The current U.K. test represents the first concrete step. It focuses on visibility in AI responses rather than model training per se. Participants gain metrics on impressions and which pages surface in different regions. Google says it will expand the insights based on feedback. A global rollout follows the limited trial.
But the test also highlights persistent tensions. Opting out protects against uncompensated use in summaries. It does not solve the broader commercial imbalance. Owen Meredith of the News Media Association voiced skepticism to Digiday, calling the approach a behavioral remedy when a structural separation of data might prove cleaner. Sajeeda Merali of the Professional Publishers Association noted that AI Overviews still replace clicks. Without a licensing model, the financial pressure remains.

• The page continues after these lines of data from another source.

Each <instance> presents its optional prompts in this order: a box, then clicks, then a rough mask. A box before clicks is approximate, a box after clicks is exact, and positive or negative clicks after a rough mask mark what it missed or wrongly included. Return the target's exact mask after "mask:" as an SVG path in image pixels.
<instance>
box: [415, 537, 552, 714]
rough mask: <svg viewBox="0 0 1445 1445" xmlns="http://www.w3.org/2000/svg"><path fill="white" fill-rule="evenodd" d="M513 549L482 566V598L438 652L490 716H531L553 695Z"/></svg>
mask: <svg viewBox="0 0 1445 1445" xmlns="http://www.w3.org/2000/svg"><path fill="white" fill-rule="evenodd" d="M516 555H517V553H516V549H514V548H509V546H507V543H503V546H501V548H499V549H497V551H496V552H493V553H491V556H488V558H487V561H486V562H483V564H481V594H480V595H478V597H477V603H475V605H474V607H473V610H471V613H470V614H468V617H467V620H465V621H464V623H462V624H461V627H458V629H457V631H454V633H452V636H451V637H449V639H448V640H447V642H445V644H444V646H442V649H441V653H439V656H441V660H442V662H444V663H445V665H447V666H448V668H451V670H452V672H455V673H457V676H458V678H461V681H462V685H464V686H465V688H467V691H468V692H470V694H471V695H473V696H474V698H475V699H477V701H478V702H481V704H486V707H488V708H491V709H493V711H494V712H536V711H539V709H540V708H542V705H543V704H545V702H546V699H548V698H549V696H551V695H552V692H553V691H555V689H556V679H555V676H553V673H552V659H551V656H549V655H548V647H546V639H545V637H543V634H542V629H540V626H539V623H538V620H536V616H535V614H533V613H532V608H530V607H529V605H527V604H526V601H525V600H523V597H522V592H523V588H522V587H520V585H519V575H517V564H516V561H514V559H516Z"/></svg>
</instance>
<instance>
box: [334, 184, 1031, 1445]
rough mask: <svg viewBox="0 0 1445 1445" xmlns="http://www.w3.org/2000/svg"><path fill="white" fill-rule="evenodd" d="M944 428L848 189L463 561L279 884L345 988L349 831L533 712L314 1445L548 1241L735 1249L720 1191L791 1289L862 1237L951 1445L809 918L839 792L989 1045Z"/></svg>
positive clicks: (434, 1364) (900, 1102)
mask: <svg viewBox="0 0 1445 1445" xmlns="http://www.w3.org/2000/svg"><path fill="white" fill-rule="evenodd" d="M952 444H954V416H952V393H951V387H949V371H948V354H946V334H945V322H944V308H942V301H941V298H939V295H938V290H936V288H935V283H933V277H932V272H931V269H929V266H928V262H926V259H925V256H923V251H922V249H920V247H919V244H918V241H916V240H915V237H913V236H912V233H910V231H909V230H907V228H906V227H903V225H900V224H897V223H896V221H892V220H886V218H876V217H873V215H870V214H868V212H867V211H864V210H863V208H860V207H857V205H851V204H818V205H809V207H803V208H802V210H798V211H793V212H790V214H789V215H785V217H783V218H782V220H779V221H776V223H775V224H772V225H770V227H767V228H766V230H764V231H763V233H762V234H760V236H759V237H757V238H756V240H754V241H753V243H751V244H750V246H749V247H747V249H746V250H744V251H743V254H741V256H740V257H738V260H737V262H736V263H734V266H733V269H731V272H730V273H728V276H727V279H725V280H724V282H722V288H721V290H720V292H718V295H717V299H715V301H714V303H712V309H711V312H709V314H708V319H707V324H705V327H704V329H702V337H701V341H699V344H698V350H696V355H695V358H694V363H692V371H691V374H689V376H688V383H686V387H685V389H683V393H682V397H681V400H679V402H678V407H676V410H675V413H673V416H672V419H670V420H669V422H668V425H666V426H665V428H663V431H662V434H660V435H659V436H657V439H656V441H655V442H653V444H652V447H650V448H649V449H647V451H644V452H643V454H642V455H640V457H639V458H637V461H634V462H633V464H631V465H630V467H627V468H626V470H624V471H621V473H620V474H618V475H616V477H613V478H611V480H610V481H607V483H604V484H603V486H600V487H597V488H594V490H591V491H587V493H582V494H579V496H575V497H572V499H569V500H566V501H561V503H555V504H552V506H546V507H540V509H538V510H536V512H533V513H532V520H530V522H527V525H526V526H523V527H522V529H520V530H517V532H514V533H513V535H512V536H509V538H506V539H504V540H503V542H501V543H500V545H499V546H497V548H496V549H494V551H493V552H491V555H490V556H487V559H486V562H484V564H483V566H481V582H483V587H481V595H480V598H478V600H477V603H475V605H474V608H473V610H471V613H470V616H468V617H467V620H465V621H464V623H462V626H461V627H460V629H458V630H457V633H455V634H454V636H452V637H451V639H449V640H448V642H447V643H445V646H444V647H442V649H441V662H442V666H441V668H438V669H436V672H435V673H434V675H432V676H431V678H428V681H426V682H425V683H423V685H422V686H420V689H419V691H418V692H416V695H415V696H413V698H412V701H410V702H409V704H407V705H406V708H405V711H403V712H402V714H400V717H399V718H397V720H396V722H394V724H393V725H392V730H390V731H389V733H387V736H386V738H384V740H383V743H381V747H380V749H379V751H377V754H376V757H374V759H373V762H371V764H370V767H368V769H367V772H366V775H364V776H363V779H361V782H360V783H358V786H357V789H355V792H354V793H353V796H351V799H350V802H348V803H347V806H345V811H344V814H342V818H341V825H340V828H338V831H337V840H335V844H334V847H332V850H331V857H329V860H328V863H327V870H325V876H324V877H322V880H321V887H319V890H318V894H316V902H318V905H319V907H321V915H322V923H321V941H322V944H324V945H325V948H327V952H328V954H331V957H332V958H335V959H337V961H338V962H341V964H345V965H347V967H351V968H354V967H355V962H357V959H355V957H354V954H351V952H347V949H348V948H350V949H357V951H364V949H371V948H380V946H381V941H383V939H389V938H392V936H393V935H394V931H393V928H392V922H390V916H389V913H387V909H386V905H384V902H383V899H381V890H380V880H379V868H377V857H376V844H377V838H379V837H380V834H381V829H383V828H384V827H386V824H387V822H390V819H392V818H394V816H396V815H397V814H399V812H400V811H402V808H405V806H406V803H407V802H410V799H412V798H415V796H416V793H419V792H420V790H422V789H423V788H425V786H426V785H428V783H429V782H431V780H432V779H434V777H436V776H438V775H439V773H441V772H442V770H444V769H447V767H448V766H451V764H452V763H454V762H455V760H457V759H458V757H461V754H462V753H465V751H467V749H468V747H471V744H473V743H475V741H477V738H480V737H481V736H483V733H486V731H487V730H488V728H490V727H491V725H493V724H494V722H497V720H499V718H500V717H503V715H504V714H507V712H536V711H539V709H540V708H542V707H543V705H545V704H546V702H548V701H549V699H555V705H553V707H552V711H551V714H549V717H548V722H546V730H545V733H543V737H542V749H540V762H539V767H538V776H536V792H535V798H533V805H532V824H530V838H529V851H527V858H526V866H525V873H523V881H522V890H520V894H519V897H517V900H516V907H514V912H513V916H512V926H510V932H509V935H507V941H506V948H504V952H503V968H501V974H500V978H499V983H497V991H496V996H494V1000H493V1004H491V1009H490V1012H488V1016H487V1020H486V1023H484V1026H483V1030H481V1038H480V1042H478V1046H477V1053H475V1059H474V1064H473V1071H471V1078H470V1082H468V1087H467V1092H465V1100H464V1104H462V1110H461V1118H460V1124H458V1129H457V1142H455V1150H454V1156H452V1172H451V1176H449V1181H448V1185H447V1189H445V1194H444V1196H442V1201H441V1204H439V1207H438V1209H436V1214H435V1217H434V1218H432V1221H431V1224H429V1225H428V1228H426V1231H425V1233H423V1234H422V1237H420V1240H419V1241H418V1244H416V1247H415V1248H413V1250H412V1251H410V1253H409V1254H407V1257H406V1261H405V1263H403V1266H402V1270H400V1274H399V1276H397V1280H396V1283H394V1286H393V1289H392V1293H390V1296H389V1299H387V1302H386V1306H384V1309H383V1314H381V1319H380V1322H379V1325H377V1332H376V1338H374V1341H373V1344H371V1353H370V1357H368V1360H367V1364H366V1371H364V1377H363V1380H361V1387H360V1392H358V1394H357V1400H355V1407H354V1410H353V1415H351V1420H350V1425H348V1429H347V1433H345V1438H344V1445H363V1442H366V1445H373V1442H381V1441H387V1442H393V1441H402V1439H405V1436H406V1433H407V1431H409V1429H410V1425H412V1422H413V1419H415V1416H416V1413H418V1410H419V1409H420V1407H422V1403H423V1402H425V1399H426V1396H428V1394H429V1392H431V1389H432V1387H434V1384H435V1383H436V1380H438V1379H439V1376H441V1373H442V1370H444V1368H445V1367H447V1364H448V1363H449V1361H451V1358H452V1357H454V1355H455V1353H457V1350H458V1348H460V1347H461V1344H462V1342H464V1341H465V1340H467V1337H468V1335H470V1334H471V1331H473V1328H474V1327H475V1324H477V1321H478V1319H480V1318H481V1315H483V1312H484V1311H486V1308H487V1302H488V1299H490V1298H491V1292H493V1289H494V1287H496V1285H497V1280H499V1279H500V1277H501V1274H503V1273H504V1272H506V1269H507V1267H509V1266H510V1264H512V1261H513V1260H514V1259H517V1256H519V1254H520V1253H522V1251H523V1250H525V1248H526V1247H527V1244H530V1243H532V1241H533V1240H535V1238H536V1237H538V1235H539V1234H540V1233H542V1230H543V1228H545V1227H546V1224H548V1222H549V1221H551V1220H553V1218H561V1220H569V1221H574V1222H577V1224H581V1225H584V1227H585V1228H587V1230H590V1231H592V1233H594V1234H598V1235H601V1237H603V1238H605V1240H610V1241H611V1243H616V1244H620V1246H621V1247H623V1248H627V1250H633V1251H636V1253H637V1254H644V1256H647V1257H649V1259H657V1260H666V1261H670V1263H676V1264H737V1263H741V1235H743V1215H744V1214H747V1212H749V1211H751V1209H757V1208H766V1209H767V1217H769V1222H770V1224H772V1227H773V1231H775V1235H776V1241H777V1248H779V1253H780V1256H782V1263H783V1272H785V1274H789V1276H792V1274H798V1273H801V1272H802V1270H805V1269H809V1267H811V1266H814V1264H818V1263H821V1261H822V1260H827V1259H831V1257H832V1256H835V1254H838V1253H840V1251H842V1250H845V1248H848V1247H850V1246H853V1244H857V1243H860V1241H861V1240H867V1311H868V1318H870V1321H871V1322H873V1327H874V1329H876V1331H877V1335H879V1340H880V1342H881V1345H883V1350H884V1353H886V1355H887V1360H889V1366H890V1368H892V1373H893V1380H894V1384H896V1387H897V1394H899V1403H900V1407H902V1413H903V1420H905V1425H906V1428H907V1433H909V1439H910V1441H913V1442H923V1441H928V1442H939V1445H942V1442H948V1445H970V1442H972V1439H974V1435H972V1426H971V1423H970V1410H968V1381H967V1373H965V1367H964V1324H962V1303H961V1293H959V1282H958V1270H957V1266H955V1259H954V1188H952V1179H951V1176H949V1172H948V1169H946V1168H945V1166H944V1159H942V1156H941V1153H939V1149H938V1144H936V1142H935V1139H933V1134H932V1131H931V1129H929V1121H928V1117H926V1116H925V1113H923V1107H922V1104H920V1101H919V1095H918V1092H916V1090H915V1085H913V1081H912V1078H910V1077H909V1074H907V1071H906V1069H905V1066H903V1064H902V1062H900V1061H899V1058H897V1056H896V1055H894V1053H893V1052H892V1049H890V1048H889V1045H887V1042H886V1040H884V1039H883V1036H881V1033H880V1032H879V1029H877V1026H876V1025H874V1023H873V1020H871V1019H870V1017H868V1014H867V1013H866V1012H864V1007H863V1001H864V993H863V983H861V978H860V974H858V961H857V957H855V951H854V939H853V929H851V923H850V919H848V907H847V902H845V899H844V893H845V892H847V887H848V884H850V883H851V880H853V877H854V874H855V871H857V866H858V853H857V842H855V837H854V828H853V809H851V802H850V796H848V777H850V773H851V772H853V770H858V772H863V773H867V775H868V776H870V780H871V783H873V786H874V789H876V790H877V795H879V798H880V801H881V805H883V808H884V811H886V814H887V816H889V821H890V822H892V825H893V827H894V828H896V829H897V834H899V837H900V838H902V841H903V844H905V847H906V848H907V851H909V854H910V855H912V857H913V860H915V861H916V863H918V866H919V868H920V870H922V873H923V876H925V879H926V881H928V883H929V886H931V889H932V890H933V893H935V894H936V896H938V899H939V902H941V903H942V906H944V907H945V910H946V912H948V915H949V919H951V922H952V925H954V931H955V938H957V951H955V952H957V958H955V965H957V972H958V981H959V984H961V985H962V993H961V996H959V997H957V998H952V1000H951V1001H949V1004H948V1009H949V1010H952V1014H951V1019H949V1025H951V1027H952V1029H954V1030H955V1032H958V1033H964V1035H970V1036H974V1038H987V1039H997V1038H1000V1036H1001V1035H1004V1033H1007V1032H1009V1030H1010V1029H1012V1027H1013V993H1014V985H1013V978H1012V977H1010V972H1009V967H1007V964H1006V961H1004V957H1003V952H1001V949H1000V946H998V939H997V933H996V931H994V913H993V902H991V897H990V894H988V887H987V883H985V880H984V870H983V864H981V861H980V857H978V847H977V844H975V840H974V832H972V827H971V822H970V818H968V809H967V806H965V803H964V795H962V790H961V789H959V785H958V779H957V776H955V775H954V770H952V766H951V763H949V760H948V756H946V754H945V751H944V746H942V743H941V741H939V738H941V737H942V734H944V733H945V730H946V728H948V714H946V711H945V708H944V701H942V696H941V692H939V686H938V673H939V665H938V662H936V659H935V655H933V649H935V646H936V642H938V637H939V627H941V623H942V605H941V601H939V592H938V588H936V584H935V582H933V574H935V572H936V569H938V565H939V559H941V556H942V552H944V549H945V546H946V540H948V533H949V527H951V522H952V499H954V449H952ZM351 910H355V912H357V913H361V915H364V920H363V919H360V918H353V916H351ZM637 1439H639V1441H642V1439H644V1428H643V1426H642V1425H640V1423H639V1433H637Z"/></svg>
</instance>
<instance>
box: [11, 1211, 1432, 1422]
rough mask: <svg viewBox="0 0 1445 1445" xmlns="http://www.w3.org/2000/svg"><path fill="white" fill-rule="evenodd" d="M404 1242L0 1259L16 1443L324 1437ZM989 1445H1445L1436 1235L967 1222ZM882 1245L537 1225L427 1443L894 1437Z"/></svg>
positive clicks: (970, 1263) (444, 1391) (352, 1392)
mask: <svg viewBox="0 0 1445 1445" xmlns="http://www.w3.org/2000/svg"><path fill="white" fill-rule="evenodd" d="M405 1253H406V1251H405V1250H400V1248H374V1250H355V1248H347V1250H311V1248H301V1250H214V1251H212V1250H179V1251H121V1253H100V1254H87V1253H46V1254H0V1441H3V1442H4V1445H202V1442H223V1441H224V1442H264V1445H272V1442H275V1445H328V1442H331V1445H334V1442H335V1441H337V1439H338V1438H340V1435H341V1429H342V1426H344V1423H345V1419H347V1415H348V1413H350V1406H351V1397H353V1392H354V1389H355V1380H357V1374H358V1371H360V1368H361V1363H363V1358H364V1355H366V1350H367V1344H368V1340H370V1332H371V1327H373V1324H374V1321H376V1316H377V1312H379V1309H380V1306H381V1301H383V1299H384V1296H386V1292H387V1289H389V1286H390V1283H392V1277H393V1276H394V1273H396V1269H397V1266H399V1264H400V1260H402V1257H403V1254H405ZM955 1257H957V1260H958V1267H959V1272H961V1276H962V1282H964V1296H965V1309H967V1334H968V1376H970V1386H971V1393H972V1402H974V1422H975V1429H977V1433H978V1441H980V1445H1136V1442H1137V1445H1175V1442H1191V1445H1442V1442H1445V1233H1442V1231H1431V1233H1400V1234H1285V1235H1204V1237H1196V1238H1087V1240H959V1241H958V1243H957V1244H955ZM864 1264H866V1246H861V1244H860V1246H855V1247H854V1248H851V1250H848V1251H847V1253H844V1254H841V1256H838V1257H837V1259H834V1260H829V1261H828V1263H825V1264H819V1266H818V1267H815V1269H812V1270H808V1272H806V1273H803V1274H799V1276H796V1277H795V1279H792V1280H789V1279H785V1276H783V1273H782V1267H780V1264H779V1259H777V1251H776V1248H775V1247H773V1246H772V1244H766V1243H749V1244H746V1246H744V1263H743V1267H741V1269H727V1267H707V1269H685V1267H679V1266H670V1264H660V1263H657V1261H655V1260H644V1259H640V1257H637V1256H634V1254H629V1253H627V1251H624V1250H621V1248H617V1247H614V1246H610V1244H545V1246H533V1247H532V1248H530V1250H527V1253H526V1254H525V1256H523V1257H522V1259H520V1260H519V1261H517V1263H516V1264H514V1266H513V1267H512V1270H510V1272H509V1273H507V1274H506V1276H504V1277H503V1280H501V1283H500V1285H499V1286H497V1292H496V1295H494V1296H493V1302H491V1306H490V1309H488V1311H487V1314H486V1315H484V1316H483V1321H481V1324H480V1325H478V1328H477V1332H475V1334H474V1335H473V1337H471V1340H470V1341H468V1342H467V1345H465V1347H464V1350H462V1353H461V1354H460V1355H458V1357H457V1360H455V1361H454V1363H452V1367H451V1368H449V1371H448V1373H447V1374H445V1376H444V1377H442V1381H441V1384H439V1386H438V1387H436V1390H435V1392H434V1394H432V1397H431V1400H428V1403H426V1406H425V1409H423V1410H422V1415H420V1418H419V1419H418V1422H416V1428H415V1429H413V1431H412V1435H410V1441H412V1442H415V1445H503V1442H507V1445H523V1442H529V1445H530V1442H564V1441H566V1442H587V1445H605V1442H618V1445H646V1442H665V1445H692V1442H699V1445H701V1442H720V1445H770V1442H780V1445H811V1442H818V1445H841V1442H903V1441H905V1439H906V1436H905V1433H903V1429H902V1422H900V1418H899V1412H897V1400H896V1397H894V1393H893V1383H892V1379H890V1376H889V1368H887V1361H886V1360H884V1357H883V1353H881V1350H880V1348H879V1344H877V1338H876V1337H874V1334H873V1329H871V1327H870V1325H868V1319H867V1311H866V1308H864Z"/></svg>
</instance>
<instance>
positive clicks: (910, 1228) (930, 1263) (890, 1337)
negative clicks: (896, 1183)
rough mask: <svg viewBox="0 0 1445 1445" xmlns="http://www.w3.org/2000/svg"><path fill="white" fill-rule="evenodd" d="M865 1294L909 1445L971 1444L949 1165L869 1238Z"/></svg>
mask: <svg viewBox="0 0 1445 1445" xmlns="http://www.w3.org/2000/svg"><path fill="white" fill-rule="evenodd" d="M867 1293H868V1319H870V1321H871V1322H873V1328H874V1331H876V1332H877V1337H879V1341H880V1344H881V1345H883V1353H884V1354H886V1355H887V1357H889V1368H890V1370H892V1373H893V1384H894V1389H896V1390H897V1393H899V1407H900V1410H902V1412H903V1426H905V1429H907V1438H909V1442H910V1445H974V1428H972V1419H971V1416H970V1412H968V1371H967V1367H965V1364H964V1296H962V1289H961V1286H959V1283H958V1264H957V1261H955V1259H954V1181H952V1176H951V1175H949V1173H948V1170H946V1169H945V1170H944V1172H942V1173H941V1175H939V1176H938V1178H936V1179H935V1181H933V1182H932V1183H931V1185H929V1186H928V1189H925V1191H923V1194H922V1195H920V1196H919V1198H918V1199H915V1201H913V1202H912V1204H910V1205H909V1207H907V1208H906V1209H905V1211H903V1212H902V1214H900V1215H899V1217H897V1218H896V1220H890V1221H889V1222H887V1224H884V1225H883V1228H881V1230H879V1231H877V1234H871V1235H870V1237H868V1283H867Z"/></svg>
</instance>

Jason Kint of the Digital Content Next group kept structural remedies on the table. Publishers have watched AI companies train on their work for years. Some sued. The New York Times case against OpenAI stands as the most prominent example. Others simply blocked the bots and accepted the visibility hit.
Google’s latest move attempts to thread the needle. It offers control without forcing publishers to disappear from core search. The company insists the new option will not influence rankings outside AI features. Yet executives know many site owners face a difficult calculation. Appear in AI summaries and lose direct visits. Stay out and lose the exposure those summaries provide to millions of users.
Recent regulatory pressure accelerated the timeline. The CMA’s order gives Google nine months to comply with several provisions, including the opt-out and better attribution. Shares of Alphabet dipped after the news, reflecting investor concern over constraints on how the company builds its AI search products. Discussions continue in Brussels and Washington. Similar rules could spread.
For SEO professionals and content strategists the implications run deep. Those managing large sites must decide whether to participate in the test or wait for broader availability. Early adopters will shape the metrics Google exposes in Search Console. They will also test how strictly the no-penalty rule holds.
Smaller publishers face starker choices. Many lack the resources to monitor AI performance or negotiate. They have relied on organic traffic that AI features now intercept. The new controls could give them leverage they never had. Or the complexity of implementation might leave them exposed.
Google has promised to iterate. Additional metrics will arrive. The company continues to talk with website owners about what data proves most useful. That dialogue matters. Publishers have grown weary of one-sided relationships where their content trains billion-dollar models while their own traffic evaporates.
The test arrives at a pivotal moment. AI search no longer feels experimental. It sits at the center of Google’s strategy. Users ask longer, more conversational questions. The system synthesizes answers instead of linking out. For many queries the traditional results page feels secondary.
Yet the information still comes from somewhere. Publishers produce the reporting, analysis and data that feed those summaries. They bear the cost of creation. The new opt-out acknowledges that reality, at least in part. Whether it restores balance remains uncertain.
One thing is clear. The era when websites could ignore AI search is over. Participation in the test, careful monitoring of Search Console data, and active engagement with Google on future metrics will determine who shapes the next version of this technology. The rest will simply react to it.
And the reactions have already begun. Industry chatter on X reflects both hope and caution. Some see genuine progress. Others view the test as the minimum response to regulatory heat. The coming months will reveal which interpretation holds.